The crazy thing was that we developed the whole demo without any permission (or help) from Pixar whatsoever. As my boss liked to say, it's easier to ask for forgiveness than permission.

Our intern Eugene D'Eon (now at Weta), modeled the lamps and rotoscoped the entire animation frame-by-frame from a rip of the original DVD. I worked on the shadows and shading. We finished the demo with a few days to spare (those bendy lamp cords were a real pain to get right, let me tell you), and our execs showed it to Steve at Apple. He said it was pretty close to the original, talked to Pixar, and gave us permission to show it at the launch.

So me and our chief scientist David Kirk flew out to Tokyo for the launch. My job was to drive the demo on stage, which was somewhat nerve-wracking, as you might be able to tell from the video above. During the rehearsal one of Steve's assistants told us we might have to leave the room because he was getting upset that his slide remote control wasn't working, and we wouldn't want to see that. I got the impression this happened quite often!

Later, David and I had a brief chance to talk to Steve. From what I remember of the conversation, he mainly talked about how great the new OS X user interface was. In my youthful ignorance I jumped in and said it was pretty, but had they thought about using the graphics hardware to speed up the rendering? (It was pretty slow at the time). He said he had talked to his best engineers about this, and they told him it was impossible. There was no way they could get the quality they needed using the GPU. Anyway, a year or so later OS X did introduce a GPU accelerated UI with smoothly scaling icons etc. Coincidence? I don't think so!

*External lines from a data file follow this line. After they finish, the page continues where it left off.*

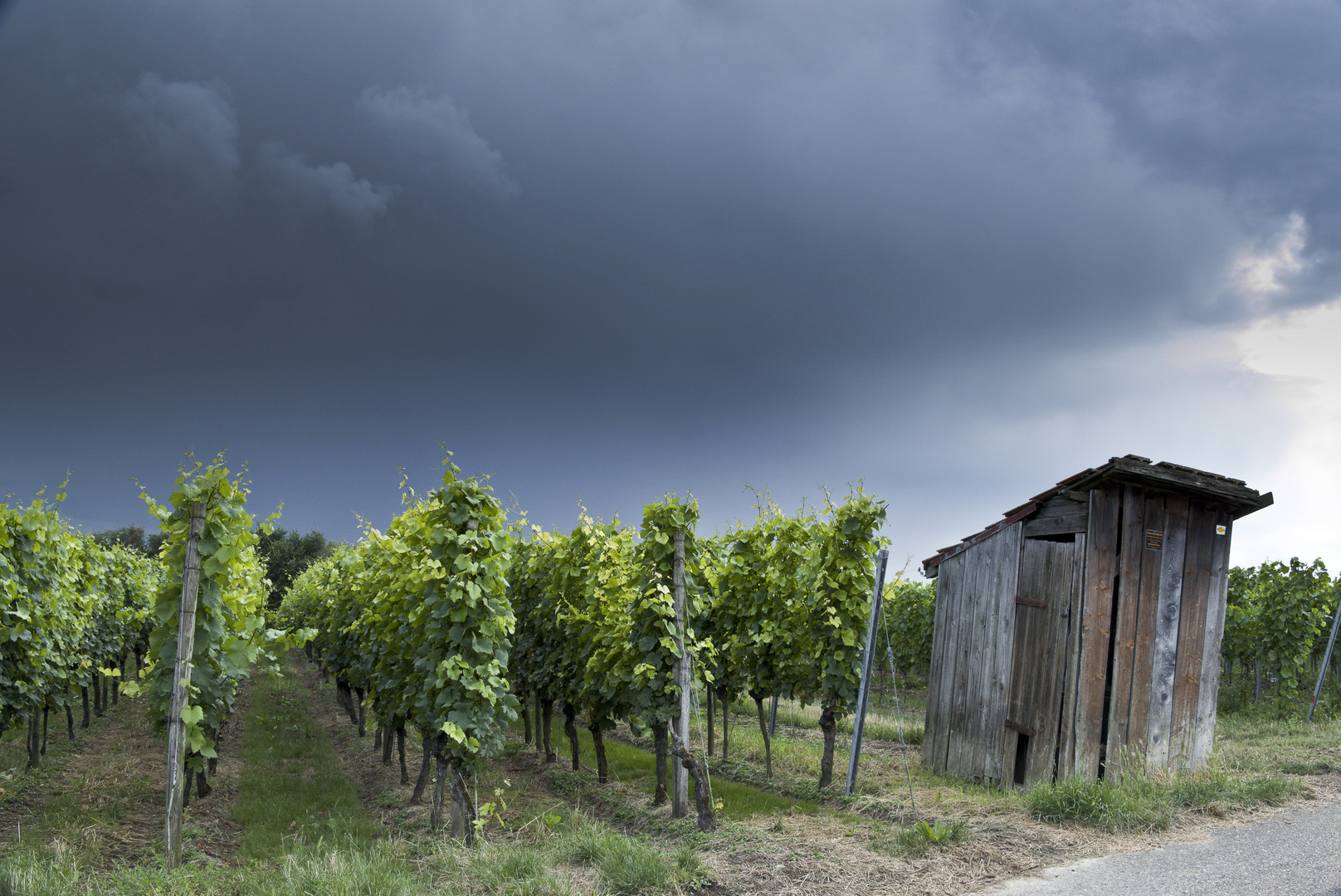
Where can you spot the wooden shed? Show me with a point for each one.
(1082, 632)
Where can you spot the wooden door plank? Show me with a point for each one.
(1191, 631)
(1131, 541)
(1148, 615)
(1058, 577)
(1096, 624)
(1210, 689)
(1070, 675)
(1001, 654)
(971, 742)
(1031, 647)
(1160, 721)
(1033, 650)
(960, 735)
(936, 737)
(932, 722)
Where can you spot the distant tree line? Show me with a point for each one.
(285, 553)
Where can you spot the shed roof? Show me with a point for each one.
(1229, 493)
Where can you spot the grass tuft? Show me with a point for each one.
(1093, 802)
(629, 868)
(293, 791)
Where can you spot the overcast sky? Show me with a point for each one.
(609, 248)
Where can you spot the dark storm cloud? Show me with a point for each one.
(703, 231)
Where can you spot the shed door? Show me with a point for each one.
(1049, 584)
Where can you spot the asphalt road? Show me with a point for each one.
(1295, 854)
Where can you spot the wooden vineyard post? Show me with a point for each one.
(868, 663)
(180, 682)
(679, 778)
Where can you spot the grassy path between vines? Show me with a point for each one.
(305, 805)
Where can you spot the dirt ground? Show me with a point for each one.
(831, 854)
(104, 794)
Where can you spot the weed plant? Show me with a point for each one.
(1148, 802)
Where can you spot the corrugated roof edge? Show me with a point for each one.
(1177, 476)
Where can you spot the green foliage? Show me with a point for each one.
(593, 580)
(70, 606)
(420, 616)
(759, 606)
(1093, 802)
(286, 554)
(132, 537)
(918, 839)
(841, 565)
(230, 626)
(652, 636)
(909, 611)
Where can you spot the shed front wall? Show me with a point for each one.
(973, 644)
(1128, 658)
(1171, 581)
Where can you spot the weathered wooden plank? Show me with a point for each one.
(1210, 689)
(1096, 624)
(967, 668)
(955, 678)
(1143, 655)
(1191, 630)
(984, 633)
(1040, 655)
(975, 706)
(1164, 661)
(1075, 613)
(1124, 639)
(998, 682)
(1065, 578)
(934, 735)
(1010, 742)
(1075, 522)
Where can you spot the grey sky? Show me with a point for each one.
(605, 250)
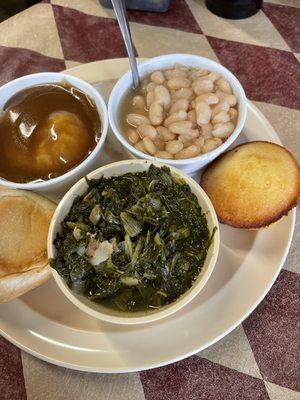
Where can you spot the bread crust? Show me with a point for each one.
(214, 188)
(24, 221)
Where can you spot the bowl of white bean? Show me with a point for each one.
(186, 112)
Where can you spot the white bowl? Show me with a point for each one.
(101, 312)
(162, 62)
(64, 181)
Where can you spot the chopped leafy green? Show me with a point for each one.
(156, 234)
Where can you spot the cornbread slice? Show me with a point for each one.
(253, 184)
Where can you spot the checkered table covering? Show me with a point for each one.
(260, 359)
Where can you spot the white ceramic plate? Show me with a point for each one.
(44, 323)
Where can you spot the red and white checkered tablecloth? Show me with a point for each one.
(260, 359)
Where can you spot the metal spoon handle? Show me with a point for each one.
(120, 10)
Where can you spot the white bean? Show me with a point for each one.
(178, 83)
(149, 98)
(137, 119)
(209, 98)
(223, 85)
(147, 131)
(206, 131)
(184, 93)
(230, 98)
(211, 144)
(192, 117)
(157, 77)
(181, 104)
(223, 130)
(198, 73)
(202, 85)
(162, 96)
(203, 113)
(222, 116)
(149, 146)
(199, 141)
(174, 146)
(181, 127)
(160, 144)
(133, 136)
(233, 115)
(221, 106)
(138, 102)
(164, 154)
(188, 152)
(180, 115)
(150, 87)
(213, 76)
(156, 113)
(164, 133)
(192, 134)
(187, 143)
(140, 146)
(175, 73)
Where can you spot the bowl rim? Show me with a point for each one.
(184, 299)
(207, 156)
(104, 123)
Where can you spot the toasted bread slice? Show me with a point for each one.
(253, 185)
(24, 221)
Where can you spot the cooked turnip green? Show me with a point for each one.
(133, 242)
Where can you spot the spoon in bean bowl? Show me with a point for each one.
(121, 14)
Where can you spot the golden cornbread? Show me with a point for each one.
(252, 185)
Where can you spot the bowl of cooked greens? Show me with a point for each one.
(133, 242)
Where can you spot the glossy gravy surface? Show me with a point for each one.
(45, 131)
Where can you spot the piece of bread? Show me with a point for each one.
(253, 184)
(24, 221)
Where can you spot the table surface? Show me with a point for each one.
(261, 358)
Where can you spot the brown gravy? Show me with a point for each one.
(45, 131)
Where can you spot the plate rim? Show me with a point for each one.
(77, 70)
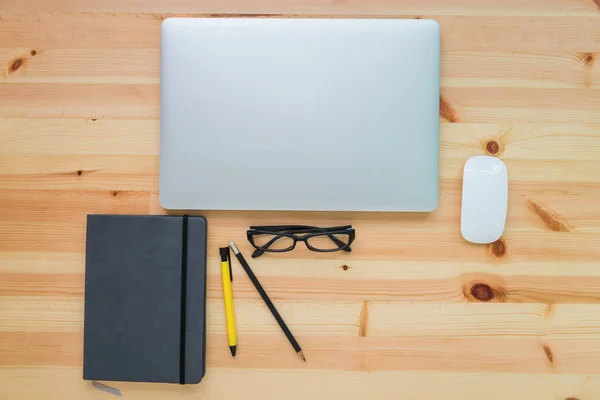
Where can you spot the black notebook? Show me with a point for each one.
(145, 298)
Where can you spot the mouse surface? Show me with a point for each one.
(484, 199)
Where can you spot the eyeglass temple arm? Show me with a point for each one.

We only got to show that demo once, but it was worth it, I think.

2 comments:

Cyril Crassin said...

Eh eh thanks for this nice story Simon :-)

I did not know you used to worked with Eugene at this time, must have been a crazy work to rotoscope all the animation !

I don't know who was your boss at this time, but I like the "It's easier to ask for forgiveness than permission." :-D

Simon Green said...

That quote from Mark Daly. Big props also to Curtis Beeson and Joe Demers who wrote the engine, and Geoff Stahl at Apple, who did the Mac port!